As the controversial Dakota Access Pipeline nears its planned Missouri River crossing, protesters are remaining strong in their fight to protect the water source of the Standing Rock Sioux tribe from the threat of the oil pipeline.
For many weeks now, law enforcement has acted as a militarized force protecting the interests of Energy Transfer Partners and their Wall St. investors. Sacred Native American lands are of no consequence, as we saw in September when DAPL bulldozers took a 20-mile detour to deliberately destroy burial grounds.
On Sunday, protesters – some now known as Water Protectors – held actions at three different locations, including on a piece of land in Cantapeta Creek known as Turtle Island which is claimed by both the Standing Rock Sioux and the U.S. Army Corps of Engineers.
This is the same creek where journalist Erin Schrode was shot with a rubber bullet by police days earlier while she was conducting an interview.
A small group of water protectors began the action by canoeing across the creek and upturning four canoes to create a barricade against police attack. The group also erected barricades of driftwood on the east and west ends of the small beach to ensure the police would not be able to easily move towards them. They then began to ferry more water protectors across the creek, amassing nearly two hundred people on the beach head.
In the video, cops are seen massing at the top of the hill. SWAT officers got in a boat and launched tear gas canisters along the shore of the creek, blanketing the protesters with burning fumes. A reporter with Unicorn Riot narrates as protesters swim and get ferried across the creek to confront the cops.
As the numbers increased on the island, the crowd started to form a line and chanted to each other to move together and take the hill inch by inch. The mass of people advanced up the steep incline as law enforcement launched more tear gas into the crowd. When they neared the top, someone describing themselves as an elder appeared and shouted down those who had gathered. The crowd at first hesitated, but then began to join him as he told those gathered that they were desecrating those buried there. Some water protectors pointed up at the police who’d been stationed on the hill for days, and stated they were the ones desecrating the burial site.

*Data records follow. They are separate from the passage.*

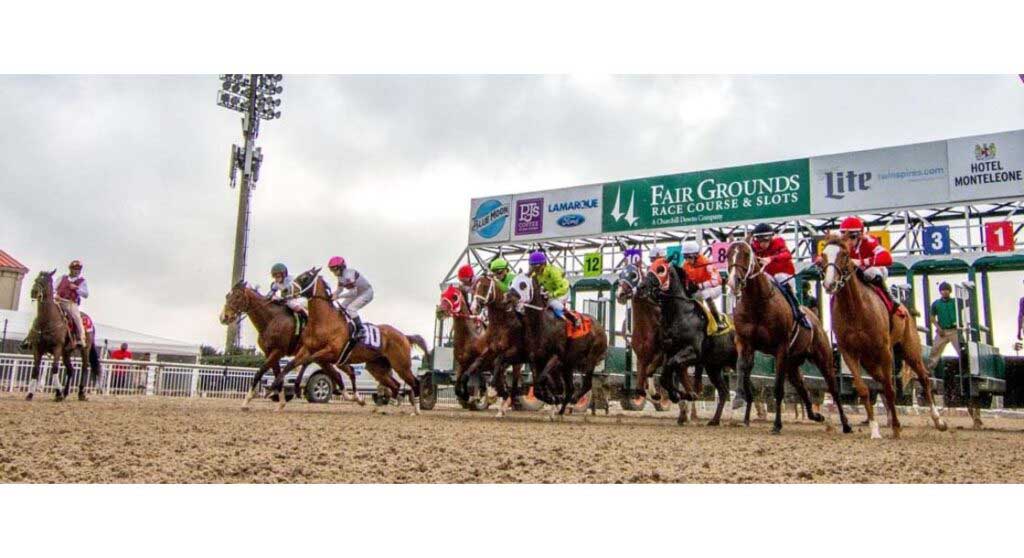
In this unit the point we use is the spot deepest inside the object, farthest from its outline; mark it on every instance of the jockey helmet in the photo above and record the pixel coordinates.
(852, 224)
(763, 229)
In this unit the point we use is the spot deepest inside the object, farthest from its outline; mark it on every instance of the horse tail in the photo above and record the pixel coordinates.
(419, 342)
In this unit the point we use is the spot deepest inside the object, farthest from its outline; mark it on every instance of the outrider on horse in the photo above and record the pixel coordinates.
(53, 333)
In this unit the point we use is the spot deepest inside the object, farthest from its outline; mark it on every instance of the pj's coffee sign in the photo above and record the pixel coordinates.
(706, 198)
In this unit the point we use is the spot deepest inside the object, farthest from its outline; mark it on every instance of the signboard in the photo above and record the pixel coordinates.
(558, 213)
(935, 240)
(488, 219)
(593, 263)
(694, 199)
(999, 237)
(893, 177)
(986, 166)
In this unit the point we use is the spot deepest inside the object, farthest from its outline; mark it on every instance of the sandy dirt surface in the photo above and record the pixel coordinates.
(203, 440)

One man, who claimed to speak on behalf of Standing Rock Tribal Chairman Dave Archambault II, said that the water protectors needed to disperse because tribal negotiations with the U.S. Army Corps of Engineers had led to a 30-day halt of all work on the Dakota Access Pipeline. As the man repeated this claim to the crowd, DAPL excavators could be seen digging across the river. Arguments ensued and the crowd eventually gave in to the wishes of the elders and moved back to the main Oceti Sakowin camp.

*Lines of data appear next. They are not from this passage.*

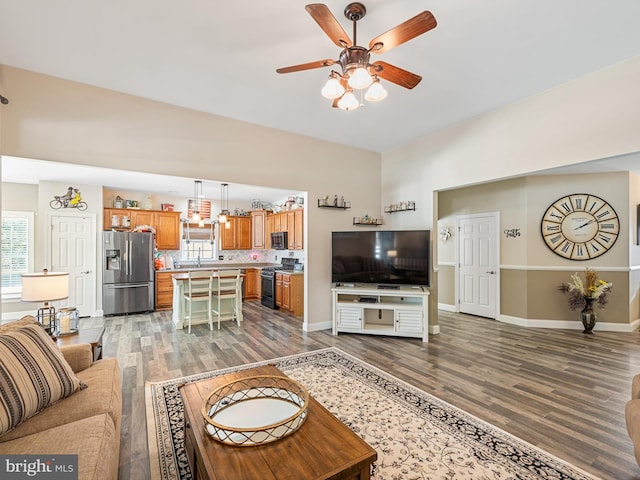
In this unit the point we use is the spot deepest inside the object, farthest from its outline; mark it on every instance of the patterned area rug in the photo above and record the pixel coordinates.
(416, 435)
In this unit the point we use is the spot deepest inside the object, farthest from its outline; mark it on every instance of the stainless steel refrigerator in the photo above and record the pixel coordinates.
(128, 272)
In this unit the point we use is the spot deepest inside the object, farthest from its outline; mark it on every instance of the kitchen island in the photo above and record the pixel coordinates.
(170, 286)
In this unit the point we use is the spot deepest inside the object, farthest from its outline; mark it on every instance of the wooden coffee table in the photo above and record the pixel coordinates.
(323, 447)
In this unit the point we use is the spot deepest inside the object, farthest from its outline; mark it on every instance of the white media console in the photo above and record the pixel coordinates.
(401, 312)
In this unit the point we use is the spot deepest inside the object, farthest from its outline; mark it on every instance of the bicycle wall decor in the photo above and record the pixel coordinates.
(71, 199)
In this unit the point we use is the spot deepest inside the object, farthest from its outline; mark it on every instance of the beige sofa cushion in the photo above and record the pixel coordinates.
(103, 395)
(33, 375)
(93, 439)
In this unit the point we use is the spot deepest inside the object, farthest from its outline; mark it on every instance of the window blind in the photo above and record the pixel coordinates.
(17, 249)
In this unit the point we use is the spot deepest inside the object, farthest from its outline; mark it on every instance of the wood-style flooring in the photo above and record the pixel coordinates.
(560, 390)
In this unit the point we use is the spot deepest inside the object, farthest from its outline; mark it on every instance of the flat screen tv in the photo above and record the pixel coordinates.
(384, 258)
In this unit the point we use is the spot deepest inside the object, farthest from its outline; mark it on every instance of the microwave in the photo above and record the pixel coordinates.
(279, 241)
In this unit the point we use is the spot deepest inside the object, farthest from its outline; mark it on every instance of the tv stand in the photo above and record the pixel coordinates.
(401, 312)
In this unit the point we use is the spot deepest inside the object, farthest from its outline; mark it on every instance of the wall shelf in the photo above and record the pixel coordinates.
(400, 207)
(322, 203)
(367, 222)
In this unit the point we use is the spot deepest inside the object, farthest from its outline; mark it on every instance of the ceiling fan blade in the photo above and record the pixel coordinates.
(421, 23)
(306, 66)
(396, 75)
(323, 16)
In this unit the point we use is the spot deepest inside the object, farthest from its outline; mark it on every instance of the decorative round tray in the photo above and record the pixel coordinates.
(255, 410)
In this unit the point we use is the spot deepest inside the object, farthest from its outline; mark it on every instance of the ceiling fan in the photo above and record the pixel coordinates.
(357, 72)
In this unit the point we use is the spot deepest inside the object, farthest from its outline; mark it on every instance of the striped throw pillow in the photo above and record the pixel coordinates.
(33, 375)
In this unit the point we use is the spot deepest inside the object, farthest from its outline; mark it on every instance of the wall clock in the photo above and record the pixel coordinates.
(580, 226)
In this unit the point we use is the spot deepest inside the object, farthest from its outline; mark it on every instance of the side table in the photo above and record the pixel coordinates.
(92, 336)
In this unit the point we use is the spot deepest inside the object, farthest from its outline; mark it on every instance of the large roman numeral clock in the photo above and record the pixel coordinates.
(580, 226)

It appears that the attempt to reclaim sacred burial grounds before they’re destroyed by pipeline activities was thwarted by cops who have been occupying the area for days. Excavators could be seen digging across the river, comfortable in the fact that they have uniformed state mercenaries protecting them from the people being victimized.

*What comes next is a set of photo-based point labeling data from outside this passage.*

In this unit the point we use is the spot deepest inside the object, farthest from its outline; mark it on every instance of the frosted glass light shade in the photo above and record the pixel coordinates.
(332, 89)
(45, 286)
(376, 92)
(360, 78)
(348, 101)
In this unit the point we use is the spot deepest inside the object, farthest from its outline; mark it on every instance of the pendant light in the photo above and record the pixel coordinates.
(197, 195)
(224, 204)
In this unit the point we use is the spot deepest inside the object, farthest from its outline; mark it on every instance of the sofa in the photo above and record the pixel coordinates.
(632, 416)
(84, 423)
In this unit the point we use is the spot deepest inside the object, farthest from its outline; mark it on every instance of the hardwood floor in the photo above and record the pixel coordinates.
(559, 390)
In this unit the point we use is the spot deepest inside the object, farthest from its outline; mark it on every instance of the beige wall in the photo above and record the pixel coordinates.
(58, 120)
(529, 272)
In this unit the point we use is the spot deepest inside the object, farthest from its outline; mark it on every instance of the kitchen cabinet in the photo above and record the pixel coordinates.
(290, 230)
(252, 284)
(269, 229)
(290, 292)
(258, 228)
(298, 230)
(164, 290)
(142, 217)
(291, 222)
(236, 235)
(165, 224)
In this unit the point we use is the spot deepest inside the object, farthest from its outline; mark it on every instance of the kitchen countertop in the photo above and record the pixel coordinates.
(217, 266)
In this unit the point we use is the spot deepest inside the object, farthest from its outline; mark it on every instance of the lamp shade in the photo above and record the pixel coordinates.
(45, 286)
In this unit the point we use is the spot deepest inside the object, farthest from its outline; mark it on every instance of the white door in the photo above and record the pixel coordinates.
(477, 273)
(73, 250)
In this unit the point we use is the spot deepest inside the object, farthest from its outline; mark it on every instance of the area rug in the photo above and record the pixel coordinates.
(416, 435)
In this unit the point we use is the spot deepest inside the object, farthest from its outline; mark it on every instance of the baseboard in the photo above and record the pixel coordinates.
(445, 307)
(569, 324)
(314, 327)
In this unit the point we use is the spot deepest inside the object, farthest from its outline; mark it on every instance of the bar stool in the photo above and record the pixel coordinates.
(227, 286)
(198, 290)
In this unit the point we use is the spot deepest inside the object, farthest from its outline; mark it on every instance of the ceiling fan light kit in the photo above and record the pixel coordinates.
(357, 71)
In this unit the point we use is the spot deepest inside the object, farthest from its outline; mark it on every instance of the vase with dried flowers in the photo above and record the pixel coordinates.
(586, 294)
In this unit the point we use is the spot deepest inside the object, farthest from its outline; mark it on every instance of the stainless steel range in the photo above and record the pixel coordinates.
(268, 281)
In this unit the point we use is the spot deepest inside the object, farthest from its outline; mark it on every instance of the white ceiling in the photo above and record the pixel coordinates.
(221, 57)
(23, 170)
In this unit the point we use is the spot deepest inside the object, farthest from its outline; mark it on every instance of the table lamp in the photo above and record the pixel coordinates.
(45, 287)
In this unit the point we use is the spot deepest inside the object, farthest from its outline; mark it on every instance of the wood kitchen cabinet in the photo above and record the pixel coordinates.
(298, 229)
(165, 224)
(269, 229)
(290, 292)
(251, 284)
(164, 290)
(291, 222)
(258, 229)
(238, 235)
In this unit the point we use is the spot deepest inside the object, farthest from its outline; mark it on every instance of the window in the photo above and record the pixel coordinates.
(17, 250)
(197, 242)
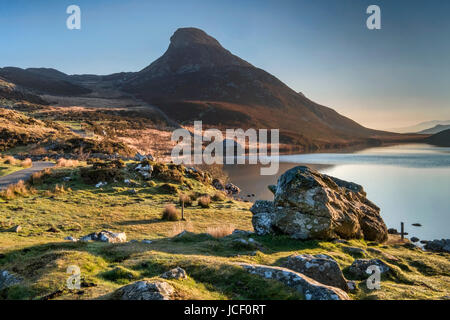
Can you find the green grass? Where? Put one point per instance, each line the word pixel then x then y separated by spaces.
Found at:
pixel 42 257
pixel 6 169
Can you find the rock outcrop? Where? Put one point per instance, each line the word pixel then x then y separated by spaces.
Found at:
pixel 311 205
pixel 175 273
pixel 359 267
pixel 438 245
pixel 311 289
pixel 320 267
pixel 145 290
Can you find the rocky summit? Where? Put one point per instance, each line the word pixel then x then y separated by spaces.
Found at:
pixel 311 205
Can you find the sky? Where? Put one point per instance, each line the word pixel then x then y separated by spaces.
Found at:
pixel 388 78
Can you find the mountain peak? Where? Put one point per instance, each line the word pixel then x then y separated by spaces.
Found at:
pixel 185 37
pixel 191 50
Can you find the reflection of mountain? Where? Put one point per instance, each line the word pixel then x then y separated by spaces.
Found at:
pixel 441 139
pixel 198 79
pixel 421 126
pixel 435 129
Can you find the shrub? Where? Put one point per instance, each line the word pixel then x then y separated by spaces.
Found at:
pixel 179 227
pixel 170 213
pixel 184 198
pixel 219 196
pixel 39 177
pixel 204 201
pixel 27 163
pixel 168 188
pixel 169 172
pixel 63 163
pixel 220 231
pixel 95 175
pixel 18 189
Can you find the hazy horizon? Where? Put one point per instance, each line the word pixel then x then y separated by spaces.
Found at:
pixel 394 77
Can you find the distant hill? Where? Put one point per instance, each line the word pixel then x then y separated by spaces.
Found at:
pixel 435 129
pixel 42 80
pixel 198 79
pixel 11 92
pixel 421 126
pixel 441 139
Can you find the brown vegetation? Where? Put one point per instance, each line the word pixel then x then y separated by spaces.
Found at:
pixel 170 213
pixel 204 201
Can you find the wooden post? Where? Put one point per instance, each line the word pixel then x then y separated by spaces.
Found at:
pixel 182 210
pixel 402 230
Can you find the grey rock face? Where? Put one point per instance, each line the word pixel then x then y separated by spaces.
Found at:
pixel 321 268
pixel 311 289
pixel 175 273
pixel 358 268
pixel 311 205
pixel 438 245
pixel 106 236
pixel 145 290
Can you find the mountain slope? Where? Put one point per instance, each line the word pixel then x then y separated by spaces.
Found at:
pixel 42 80
pixel 197 79
pixel 436 129
pixel 420 126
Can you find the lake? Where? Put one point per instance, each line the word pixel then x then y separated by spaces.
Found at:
pixel 410 183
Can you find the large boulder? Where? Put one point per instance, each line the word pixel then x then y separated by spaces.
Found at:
pixel 310 288
pixel 311 205
pixel 175 273
pixel 438 245
pixel 320 267
pixel 144 290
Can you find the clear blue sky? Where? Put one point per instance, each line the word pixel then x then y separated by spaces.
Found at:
pixel 386 78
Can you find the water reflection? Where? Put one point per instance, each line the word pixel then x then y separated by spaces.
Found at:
pixel 410 183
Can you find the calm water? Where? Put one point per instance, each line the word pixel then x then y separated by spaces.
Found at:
pixel 410 183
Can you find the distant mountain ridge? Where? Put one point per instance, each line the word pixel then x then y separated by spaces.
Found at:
pixel 421 126
pixel 441 139
pixel 435 129
pixel 198 79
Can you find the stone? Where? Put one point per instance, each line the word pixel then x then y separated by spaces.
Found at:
pixel 241 233
pixel 106 236
pixel 232 189
pixel 321 268
pixel 145 290
pixel 7 279
pixel 392 231
pixel 311 205
pixel 442 245
pixel 358 268
pixel 101 184
pixel 355 251
pixel 175 273
pixel 218 185
pixel 352 287
pixel 15 229
pixel 310 288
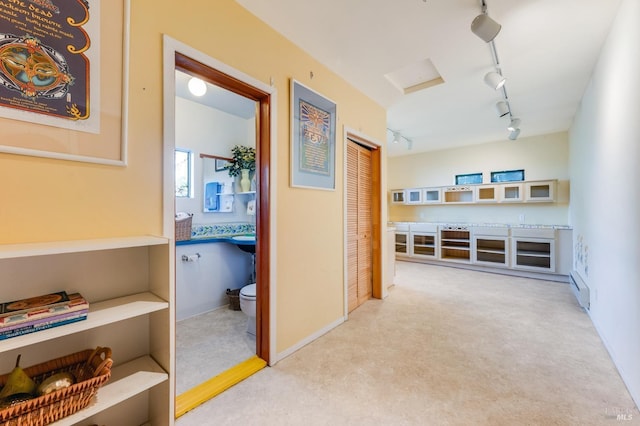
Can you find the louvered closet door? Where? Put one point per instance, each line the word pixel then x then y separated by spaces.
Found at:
pixel 359 220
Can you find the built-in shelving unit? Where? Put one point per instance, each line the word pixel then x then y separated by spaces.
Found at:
pixel 127 283
pixel 508 192
pixel 455 244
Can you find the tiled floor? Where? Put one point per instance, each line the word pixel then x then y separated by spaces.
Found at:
pixel 209 344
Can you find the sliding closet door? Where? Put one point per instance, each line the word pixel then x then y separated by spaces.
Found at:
pixel 359 225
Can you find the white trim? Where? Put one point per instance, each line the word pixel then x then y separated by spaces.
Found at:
pixel 365 140
pixel 309 339
pixel 170 47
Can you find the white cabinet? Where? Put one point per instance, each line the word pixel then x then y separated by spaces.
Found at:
pixel 402 239
pixel 511 192
pixel 431 195
pixel 487 193
pixel 414 196
pixel 455 243
pixel 397 196
pixel 533 249
pixel 458 194
pixel 491 246
pixel 424 240
pixel 127 284
pixel 541 192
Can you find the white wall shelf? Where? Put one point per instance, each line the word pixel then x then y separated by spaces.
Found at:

Energy Transfer Partners is desperate to get the pipeline completed as quickly as possible, so much so that they violated permits by “failing to disclose the discovery of Native American artifacts in the path of construction.”
Cheryl Angel, a Sicangu Lakota tribe member who has been at the Standing Rock camps since April, said she has personally seen what appear to be indigenous artifacts in the line of construction and that she believes the pipeline operators have intentionally hidden discoveries of sacred sites and knowingly destroyed them.
“It’s a tremendous blow to our history. They are trying to erase our existence,” said Angel, 56. “That’s a blatant disregard for our culture. That hurts when someone purposefully tries to erase you as people from … the land we’ve occupied for centuries.”